Repeated calls from union leadership for the UC to reopen negotiation for a cost-of-living adjustment have so far gone unheeded. Both sides have filed formal unfair labor practice charges against one another over the strike.
On Monday, UAW 2865 president Kavitha Iyengar raised the possibility of a union-wide strike vote.
“We formally asked UC to come to the bargaining table and negotiate a cost of living adjustment months ago — and they continue to refuse,” Iyengar said in a prepared release. “Instead they have consistently tried to do an end run around the union in both the bargaining and discipline process.
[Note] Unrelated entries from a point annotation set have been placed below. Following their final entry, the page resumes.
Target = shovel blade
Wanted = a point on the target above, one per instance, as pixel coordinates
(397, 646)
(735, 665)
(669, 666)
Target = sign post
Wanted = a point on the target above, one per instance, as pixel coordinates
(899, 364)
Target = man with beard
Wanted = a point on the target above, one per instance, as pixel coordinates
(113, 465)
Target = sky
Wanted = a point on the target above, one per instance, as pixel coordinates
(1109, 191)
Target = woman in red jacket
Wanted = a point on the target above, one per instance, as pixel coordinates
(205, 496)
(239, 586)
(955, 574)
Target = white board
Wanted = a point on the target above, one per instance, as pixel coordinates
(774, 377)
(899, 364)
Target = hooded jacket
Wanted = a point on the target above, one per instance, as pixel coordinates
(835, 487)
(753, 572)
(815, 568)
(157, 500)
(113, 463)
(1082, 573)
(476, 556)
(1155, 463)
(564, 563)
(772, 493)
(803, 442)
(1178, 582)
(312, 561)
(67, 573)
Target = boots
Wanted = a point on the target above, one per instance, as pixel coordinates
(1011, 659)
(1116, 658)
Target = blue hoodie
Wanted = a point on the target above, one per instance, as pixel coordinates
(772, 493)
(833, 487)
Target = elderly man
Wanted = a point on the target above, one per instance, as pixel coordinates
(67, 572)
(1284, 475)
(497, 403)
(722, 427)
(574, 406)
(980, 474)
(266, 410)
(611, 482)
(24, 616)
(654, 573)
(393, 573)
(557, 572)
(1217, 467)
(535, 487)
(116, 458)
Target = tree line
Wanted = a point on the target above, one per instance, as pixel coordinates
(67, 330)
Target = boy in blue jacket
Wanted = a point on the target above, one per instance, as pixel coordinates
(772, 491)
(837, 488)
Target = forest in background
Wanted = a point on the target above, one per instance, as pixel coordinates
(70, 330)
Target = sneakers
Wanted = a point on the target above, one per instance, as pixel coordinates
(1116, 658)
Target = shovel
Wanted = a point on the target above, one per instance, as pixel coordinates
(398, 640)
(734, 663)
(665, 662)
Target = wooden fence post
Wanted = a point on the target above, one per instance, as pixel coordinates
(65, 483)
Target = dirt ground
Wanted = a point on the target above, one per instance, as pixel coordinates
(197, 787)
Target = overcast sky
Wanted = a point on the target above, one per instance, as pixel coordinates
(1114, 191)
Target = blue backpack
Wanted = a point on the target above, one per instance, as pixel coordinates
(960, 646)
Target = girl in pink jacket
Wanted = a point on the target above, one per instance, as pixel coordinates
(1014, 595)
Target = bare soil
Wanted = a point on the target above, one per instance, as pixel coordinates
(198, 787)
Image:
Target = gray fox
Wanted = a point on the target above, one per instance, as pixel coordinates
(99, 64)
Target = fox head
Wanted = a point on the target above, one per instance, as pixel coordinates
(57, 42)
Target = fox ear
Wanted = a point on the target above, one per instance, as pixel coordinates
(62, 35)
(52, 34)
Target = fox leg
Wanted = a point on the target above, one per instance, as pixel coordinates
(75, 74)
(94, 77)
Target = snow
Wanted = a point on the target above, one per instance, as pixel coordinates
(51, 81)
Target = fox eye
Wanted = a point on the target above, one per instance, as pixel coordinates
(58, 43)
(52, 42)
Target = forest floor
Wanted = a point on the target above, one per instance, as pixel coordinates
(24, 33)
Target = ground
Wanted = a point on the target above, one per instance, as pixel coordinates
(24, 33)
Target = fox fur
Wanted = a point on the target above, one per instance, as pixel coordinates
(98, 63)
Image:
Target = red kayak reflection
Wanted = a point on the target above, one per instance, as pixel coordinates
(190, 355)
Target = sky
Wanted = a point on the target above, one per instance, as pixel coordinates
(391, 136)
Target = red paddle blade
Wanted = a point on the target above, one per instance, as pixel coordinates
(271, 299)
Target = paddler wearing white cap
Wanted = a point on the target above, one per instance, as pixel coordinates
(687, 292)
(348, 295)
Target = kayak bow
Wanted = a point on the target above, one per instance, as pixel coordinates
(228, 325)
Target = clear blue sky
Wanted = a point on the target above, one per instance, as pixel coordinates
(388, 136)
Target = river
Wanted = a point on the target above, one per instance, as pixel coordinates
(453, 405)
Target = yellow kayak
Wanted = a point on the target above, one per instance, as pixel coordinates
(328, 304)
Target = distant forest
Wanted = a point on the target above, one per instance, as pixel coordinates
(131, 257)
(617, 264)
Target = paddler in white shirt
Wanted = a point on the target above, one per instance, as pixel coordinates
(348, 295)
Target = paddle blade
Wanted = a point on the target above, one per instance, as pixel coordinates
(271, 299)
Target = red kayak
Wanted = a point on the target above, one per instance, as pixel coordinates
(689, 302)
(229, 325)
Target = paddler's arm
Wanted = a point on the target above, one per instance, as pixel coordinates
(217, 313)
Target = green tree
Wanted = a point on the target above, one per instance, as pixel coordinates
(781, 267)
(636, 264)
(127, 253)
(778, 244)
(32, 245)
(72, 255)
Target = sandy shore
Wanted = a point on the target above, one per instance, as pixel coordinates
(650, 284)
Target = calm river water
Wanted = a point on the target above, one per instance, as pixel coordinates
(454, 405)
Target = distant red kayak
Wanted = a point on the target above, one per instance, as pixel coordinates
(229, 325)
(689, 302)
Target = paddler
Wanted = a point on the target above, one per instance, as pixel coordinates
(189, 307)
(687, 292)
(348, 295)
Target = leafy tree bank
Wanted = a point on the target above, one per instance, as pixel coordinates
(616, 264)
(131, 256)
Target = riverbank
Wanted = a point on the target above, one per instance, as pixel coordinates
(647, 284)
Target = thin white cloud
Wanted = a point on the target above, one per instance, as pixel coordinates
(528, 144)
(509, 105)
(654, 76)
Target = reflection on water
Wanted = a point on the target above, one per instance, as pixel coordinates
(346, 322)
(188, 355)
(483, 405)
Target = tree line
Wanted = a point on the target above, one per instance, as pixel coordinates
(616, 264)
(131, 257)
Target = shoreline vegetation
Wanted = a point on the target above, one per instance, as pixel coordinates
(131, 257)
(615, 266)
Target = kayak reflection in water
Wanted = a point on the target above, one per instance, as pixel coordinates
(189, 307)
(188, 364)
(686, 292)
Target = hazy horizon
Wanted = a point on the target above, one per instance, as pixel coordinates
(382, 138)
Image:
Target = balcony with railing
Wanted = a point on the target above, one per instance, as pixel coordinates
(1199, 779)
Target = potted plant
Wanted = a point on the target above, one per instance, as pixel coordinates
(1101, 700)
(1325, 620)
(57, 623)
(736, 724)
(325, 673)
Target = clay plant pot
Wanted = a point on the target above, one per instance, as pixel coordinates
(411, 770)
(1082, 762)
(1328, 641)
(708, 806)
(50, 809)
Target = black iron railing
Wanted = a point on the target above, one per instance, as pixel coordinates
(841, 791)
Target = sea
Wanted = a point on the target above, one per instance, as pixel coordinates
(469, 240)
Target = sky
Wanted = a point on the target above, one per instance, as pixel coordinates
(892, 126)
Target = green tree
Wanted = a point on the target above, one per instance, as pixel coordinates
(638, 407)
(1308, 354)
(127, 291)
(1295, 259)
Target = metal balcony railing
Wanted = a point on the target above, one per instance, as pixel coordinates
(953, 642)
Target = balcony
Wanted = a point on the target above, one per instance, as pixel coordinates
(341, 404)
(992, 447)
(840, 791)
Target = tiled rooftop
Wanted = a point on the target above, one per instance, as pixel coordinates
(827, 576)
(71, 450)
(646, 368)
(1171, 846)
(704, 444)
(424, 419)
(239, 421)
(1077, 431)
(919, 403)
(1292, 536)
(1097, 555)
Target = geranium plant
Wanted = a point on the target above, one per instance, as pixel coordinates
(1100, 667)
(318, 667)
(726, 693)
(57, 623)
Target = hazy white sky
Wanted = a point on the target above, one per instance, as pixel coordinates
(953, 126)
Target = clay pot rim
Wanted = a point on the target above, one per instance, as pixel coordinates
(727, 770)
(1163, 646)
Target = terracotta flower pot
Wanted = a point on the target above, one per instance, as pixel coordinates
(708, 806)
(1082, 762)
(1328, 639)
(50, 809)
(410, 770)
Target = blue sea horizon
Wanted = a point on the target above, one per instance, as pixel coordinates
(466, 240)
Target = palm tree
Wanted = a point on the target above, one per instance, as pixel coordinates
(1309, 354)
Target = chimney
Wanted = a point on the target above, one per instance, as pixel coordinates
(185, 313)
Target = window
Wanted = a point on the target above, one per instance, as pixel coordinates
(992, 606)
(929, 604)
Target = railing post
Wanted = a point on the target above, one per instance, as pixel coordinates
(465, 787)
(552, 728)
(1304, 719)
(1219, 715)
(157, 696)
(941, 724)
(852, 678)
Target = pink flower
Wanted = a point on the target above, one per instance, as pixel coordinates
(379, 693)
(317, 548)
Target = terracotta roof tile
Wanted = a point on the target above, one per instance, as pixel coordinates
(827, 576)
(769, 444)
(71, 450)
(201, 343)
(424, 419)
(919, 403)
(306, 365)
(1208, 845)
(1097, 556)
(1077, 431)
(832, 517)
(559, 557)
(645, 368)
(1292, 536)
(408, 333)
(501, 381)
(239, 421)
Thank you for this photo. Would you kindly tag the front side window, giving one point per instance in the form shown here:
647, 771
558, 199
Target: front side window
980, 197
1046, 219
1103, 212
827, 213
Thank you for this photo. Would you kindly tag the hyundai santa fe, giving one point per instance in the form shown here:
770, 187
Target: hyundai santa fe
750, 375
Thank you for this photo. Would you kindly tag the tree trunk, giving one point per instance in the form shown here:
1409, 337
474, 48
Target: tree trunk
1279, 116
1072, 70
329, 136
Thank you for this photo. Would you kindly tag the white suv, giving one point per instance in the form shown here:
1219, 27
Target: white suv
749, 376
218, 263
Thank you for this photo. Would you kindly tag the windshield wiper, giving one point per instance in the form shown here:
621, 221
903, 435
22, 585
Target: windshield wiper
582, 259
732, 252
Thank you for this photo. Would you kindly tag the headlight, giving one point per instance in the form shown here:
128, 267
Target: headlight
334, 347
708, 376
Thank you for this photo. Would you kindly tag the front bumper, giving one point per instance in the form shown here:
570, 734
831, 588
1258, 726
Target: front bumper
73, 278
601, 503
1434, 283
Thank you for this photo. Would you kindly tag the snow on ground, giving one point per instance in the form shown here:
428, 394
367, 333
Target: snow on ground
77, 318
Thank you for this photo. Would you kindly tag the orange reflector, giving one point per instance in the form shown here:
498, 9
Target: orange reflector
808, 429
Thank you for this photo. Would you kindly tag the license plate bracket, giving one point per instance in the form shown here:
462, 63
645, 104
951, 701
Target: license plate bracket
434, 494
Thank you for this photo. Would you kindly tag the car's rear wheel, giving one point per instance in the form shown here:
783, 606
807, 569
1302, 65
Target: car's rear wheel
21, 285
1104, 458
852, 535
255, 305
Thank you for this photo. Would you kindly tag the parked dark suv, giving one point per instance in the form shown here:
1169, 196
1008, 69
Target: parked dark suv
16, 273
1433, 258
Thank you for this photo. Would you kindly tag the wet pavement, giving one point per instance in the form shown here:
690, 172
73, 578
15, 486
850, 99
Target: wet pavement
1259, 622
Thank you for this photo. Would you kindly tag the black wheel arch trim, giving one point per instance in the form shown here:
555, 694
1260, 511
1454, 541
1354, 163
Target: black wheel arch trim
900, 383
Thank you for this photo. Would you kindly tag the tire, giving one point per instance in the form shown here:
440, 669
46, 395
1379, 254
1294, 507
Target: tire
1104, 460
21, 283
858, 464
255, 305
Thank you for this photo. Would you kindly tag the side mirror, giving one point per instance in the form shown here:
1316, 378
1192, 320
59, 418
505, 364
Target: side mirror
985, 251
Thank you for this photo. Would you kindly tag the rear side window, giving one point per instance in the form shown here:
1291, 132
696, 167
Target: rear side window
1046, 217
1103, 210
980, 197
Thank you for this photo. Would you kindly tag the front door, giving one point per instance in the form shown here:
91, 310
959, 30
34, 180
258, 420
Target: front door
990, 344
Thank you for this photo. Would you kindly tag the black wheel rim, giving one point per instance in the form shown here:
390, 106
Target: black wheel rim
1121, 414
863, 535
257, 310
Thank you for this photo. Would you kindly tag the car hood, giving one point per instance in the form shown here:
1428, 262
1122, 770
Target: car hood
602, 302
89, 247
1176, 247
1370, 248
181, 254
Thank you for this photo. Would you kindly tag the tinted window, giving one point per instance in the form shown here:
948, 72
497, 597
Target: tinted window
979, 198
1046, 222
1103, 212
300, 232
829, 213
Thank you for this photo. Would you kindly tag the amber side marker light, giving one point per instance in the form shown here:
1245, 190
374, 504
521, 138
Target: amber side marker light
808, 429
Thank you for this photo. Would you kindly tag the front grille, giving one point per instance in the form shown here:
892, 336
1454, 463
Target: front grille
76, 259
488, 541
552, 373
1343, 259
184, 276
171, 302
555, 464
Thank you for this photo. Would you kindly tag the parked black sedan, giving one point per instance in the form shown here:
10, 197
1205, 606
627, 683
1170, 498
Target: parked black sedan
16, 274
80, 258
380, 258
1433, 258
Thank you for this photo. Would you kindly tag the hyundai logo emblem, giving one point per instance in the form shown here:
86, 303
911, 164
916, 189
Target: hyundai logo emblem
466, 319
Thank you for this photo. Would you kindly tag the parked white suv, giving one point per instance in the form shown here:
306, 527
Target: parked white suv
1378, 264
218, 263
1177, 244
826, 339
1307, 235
The union’s elected Bargaining Team will convene this week to discuss our options, and that includes a possible strike authorization vote in response to UC’s repeated Unfair Labor Practices.”
Full story at https://www.santacruzsentinel.com/2020/03/02/fired-ucsc-grad-students-speak-out-campus-prepares-for-impacts/
Note: A strike protesting an unfair labor practice (ULP) by the university would potentially protect strikers from being fired, if PERB ultimately found the strike to be truly for that reason. It's less clear that such a ruling, if it occurred, would provide legal protection for the 74 reported to be fired already. Their statements up until the firing (and even after) focused on an economic issue. Economic strikers are less protected from firing than ULP strikers.